Kevin Christ, associate professor of economics at Rose-Hulman Institute of Technology, said that while historically, a yield curve inversion signals an increased probability of recession, “no one really knows because we are in a much different interest rate environment than at any time since the 1950s.

“Long-term interest rates have not been this low since the 1950s, and the fact of the matter is we simply don’t know if we can interpret yield curve movements the way we have in the past.”

A probability model based on the yield curve, Christ said, currently indicates there is a 35 percent probability that the U.S. economy will be in a recession 12 months from now.

While the economy seems to be strong, as retail sales for the month of July were up the most in the past four months, in general, “retail sales are a poor advance indicator. In early 2007, retail sales were growing at a 6 percent annual rate. In December 2007, the country entered the worst recession since 1982,” Christ said.

One reason for investor skepticism is the on-going trade war with China and tariffs, especially on agriculture, but potentially on other goods, Deboer said. The Trump administration last week stated it would wait until Dec. 15 to impose increased tariffs on Chinese goods that were supposed to go into effect in September.

“It is one thing that is creating uncertainty and disrupting supply chains and reducing demand and raising input prices. That is one of the sources of pessimism, and it is pessimism about the near future that cause the yield curve inversion,” Deboer said.

Another factor, Guell said, is the Federal Reserve System has been holding down short-term interest rates since the Great Recession of 2007-2009.

Interest rates, Guell said, “have never been as manipulated by the Fed, in my view, over such a long period of time. Literally the short term interest rates in the United States have been ... near zero for a very long time, and short term interest rates were pushed way down” after the Great Recession, Guell said.

Because of that, Guell said he is “not comfortable using a normal signal” such as a yield curve inversion “in an abnormal [economic] world.”

In July, the U.S. set a record with 121 months of expansion, DeBoer said, making it the longest economic expansion in U.S. history, beating the record from 1991 to 2001.

“It is strange, as it is both the longest and the slowest expansion in history, but also the steadiest,” DeBoer said. “The American economy has never been as steady as these last 10 years, with growth rates ranging from 1.5 to 3 percent GDP [gross domestic product] and that will never happen again,” Deboer said.
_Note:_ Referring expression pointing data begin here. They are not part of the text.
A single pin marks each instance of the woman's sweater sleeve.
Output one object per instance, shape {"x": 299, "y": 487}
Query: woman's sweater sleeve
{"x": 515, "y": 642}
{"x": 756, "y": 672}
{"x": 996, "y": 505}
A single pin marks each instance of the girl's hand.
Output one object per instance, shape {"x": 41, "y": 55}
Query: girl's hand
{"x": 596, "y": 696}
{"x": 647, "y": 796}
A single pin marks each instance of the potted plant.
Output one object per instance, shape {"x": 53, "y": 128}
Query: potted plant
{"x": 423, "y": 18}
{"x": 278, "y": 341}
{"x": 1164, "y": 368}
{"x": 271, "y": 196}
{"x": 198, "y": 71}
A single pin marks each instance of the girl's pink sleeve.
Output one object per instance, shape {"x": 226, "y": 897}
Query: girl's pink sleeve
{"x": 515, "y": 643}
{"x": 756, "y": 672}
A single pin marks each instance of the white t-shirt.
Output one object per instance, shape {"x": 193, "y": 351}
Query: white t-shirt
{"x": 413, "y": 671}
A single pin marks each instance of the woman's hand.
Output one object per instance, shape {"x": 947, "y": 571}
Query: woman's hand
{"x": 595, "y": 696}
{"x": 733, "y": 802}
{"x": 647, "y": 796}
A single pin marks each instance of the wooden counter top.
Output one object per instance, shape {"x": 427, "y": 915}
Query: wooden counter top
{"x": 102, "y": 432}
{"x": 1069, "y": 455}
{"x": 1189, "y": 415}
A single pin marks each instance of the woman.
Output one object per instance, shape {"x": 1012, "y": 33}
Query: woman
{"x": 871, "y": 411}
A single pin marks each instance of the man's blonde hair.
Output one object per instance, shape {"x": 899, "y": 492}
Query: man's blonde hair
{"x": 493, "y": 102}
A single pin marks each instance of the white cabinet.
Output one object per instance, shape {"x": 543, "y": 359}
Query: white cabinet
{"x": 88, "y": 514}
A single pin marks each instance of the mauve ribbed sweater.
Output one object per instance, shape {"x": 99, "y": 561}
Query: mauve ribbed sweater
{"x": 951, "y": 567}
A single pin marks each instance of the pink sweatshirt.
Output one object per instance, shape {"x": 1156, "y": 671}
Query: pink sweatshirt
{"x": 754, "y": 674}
Because of that, Deboer said some investors may say the U.S. economy “can’t go on much longer, so it could be fear of an aging expansion,” he said.

No economic island

Guell also points to European negative interest rates as a result of a weak overall economic activity with the United Kingdom about to leave the European Union and China’s economy is slowing. However, the U.S. economy has been growing, especially in the past two years, he said.

“But, we don’t live on an island economically,” Guell said. “Our continued economic health against the headwinds of the rest of the world slowing down will be really hard to maintain. The fact that Americans are buying cars, furniture and carpet and clothing, that can happen in isolation for a while, but is not going to happen in isolation in perpetuity.”

Christ said he is “concerned about long-term, perhaps even generational, adverse effects on our economy attributable to steps we are taking that represent a backing away from globalization. I am worried that 20 years from now our country will be poorer because of decisions about trade and immigration that are being made today,” he said.

For now, the best way to avoid a large recession, Guell said, is for the U.S. to stop its trade war with China. Then, Guell, who refers to himself as a conservative Republican, said the U.S. government should take advantage of historically low interest rates to build the national economy further through road and bridge repair/construction projects as well as improving ports, all of which can have “decades of economic impact” and stability, Guell said.